On me dit que j’ai l’allure d’un flâneur. Je laisse dire, je ne flâne jamais. Je cours sans cesse après le temps qui court. (…) Si je flâne cependant, c’est sur l’autre rive de moi-même, dans ces terrains vagues où se déploient lentement et sans mon consentement les souvenirs de celui que je fus.

24

On voit à l’entrée du jardin public de Tarbes cet écriteau : Il est défendu d’entrer dans le jardin avec des fleurs à la main. On le trouve aussi de nos jours à l’entrée de la littérature.

25

Il y a des livres contre lesquels on se blottit, ils vous protègent, avec eux, on peut se laisser aller.

21 Georges Perec (7 mars 1936-3 mars 1982)

22 Henri Michaux (24 mai 1899-19octobre 1984)

23 Gilles Lapouge (7 novembre 1923-31 juillet 2020)

24 Jean Paulhan (2 décembre 1884-9 octobre 1968) Les fleurs de Tarbes

25 Maurice Nadeau (21 mai 1911-16 juin 2013)

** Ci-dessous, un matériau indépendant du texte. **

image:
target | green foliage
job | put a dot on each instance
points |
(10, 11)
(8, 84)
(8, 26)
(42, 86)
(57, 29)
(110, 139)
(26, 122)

JE ME PERDS DANS MES RÊVES

JE ME PERDS DANS MES RÊVES mais comme dans un grand jeu de l’Oye il y a des cases d’épreuves pour m’avancer ou me rétrograder il y a des citations est-ce de la Bible ou de Shakespeare ? des vers de Jean Racine Je me trompais moi-même ! Ami n’accable pas un malheureux qui t’aime. Pylade ou Oreste ? Au reste toujours l’odeur du sang : tous les parfums de l’Arabie n’adouciraient pas cette petite main shakespearienne qui écrit sur son papier qui se déploie sur des centaines de verstes Anton Tchekhov dit de ces anciennes mesures de longueur : elles ne sauraient vous accabler autant qu’un homme qui s’incruste chez vous pour parler sans fin C’est ce que font la kirielle de romanciers vendus comme des petits pains non ? De grâce petit me dit le poète de Face à ce qui se dérobe ne te laisse pas emporter dans la caravelle de la prose du monde qui va t’enfouir corps et biens Et continue s’il te plaît à te perdre dans l’espace d’un texte où le temps mis à l’éprouver tout au long d’une vie va peut-être te donner in fine la chance de retrouver ce lecteur de toi-même rêvé par celui qui partant à la recherche du temps perdu découvrit qu’il possédait un sens spécial tel celui ou celle qui regardant dans un télescope fait apparaître les étoiles qui sont invisibles à l’œil nu Moi poursuit l’écrivain protée j’ai tâché de faire apparaître à la conscience des phénomènes inconscients qui, complètement oubliés sont situés très loin dans le passé…   

source manuscrite Martigues 14 janvier 2023

GLANES

GLANES

                Chaque jour et la nuit par intermittence, je cueille ma poignée de glanes : citations (et récitations), récits de vie, mémoires des morts, étymologies des dictionnaires, phrases étirées des prosateurs  ou condensées des poètes.

                Poignée de glanes, bouquet de bagatelles et de calamités, que m’offrent aussi les journaux qui rivalisent de titres approximatifs, comme l’homme de Tzara (ex Dada), qui n’est pas le fragile marcheur de Giacometti, ni le coq déplumé lancé dans l’assemblée par Diogène le Cynique s’exclamant : -Voilà l’homme de Platon. (prenant au pied de la lettre la définition du maître de l’Académie : « l’homme est un animal bipède sans plumes »)

                Chaque nuit et le jour je libère cette énergie, antidote des modes et des « servitudes volontaires », pour redonner tout son prix à nos inestimables et vulnérables vies.